Brexit  

What advisers can do to reassure concerned clients

This article is part of
Guide to the UK market post-Brexit

Does it matter?

David Baker, chief investment officer at Mazars, notes the first question advisers must assess with their clients is whether the UK’s exit from the European Union matters to individual client portfolios.

He points out the correlation between the performance of the FTSE 100 and movements in the value of sterling mean there is a measure of predictability, and the key is to ensure clients are diversified enough that they are not left over exposed to the movements of the currency, in either direction.

"Over the long run, we consider that there is little to worry about. In our opinion, the UK is still likely to remain a major global economy and London a major financial centre, even in a world of low growth," he acknowledges.

"For those still concerned, we consider the best policy is to diversify as much as possible across regions and asset classes, dependent on individual client requirements, seeking as diverse sources of return as possible."

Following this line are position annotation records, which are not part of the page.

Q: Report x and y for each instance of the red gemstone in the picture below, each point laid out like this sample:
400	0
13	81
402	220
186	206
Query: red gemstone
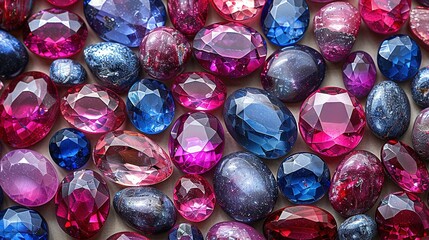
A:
28	109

He adds that neither he, nor most other people, “have the slightest clue” as to what the final outcome of the Brexit negotiations will be, but says the key is for advisers and clients to maintain a flexible approach.

Alastair Mundy, manager of the £873m Investec UK Special Situations fund, explains: "Investors should view the possible consequences of Brexit in the same way they view any other possibility of recession, because ultimately, when advisers or their clients talk about Brexit, what they are afraid of is recession.”

He adds many UK equities are already priced as if a recession will happen, meaning clients' risk to the downside of Brexit is already muted.